STATEMENT - BERLIN, 16.09.2021 Über eine Milliarde Euro mehr für die ambulante Versorgung im Jahr 2022

GKV-Spitzenverband

Der Erweiterte Bewertungsausschuss, in dem jeweils drei Vertretende der Kassenärztlichen Bundesvereinigung (KBV) und des GKV-Spitzenverbandes sowie drei unparteiische Mitglieder vertreten sind, hat gestern gegen die Stimmen der GKV die Höhe der vertragsärztlichen Vergütung für das Jahr 2022 festgelegt.

Der Orientierungswert, nach dem sich die Preise für alle vertragsärztlichen und psychotherapeutischen Leistungen berechnen, erhöht sich im Jahr 2022 um 1,275 Prozent, das entspricht ca. 500 Millionen Euro.
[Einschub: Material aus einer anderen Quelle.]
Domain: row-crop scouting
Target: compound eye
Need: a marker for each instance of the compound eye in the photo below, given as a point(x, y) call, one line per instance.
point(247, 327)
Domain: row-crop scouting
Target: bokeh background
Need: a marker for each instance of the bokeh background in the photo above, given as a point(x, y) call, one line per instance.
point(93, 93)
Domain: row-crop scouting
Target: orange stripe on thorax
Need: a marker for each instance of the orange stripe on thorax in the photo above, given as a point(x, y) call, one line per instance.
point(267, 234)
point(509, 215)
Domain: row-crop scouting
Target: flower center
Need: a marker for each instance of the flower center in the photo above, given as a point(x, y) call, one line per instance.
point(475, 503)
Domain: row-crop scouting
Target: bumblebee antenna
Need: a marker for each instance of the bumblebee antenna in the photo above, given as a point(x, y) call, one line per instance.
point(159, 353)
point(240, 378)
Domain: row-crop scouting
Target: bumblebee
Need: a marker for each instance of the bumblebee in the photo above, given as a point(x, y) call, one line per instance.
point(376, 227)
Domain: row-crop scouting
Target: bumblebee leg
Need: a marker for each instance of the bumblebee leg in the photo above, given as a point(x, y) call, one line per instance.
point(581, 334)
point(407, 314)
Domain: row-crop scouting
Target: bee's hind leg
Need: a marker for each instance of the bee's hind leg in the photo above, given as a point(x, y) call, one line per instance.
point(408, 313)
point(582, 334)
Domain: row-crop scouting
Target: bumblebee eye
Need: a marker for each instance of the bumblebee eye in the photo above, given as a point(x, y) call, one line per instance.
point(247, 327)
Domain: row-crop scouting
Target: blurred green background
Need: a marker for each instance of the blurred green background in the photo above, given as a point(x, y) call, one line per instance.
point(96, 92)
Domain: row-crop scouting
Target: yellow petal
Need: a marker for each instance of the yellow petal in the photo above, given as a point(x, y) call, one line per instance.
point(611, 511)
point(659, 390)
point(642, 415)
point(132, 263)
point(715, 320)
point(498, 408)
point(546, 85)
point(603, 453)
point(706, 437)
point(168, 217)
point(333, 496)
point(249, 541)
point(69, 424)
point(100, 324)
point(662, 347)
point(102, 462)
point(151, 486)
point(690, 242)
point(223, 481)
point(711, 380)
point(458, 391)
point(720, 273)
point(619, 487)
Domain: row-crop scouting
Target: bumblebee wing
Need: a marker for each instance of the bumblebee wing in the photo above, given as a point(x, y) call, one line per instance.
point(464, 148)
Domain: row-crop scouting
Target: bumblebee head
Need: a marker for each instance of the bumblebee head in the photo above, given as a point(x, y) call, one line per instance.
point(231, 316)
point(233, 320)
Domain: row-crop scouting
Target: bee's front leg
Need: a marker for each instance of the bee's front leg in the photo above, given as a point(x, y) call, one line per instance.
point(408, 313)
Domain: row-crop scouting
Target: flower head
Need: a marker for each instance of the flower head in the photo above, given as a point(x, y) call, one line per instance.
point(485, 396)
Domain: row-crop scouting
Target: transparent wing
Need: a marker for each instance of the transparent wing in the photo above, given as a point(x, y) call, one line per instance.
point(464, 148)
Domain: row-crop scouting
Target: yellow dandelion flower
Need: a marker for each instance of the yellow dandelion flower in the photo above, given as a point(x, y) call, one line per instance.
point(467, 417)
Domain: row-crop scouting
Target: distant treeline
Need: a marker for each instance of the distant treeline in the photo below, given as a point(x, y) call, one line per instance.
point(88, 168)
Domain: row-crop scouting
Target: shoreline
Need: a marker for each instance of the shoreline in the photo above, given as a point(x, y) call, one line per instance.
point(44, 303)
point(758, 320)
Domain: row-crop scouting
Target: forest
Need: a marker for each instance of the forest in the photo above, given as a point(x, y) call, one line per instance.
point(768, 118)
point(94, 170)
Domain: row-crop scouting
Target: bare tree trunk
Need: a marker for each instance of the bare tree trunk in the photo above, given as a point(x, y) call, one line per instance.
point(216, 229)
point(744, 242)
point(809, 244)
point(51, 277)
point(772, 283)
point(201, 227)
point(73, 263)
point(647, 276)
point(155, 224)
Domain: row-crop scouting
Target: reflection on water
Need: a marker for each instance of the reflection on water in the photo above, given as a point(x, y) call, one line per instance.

Weitere Vergütungselemente wie zum Beispiel die Morbiditätsveränderung der Versicherten und der Mengenanstieg im Bereich der extrabudgetären Leistungen führen insgesamt zu einer Erhöhung der vertragsärztlichen Vergütung im nächsten Jahr von voraussichtlich über 1,2 Milliarden Euro.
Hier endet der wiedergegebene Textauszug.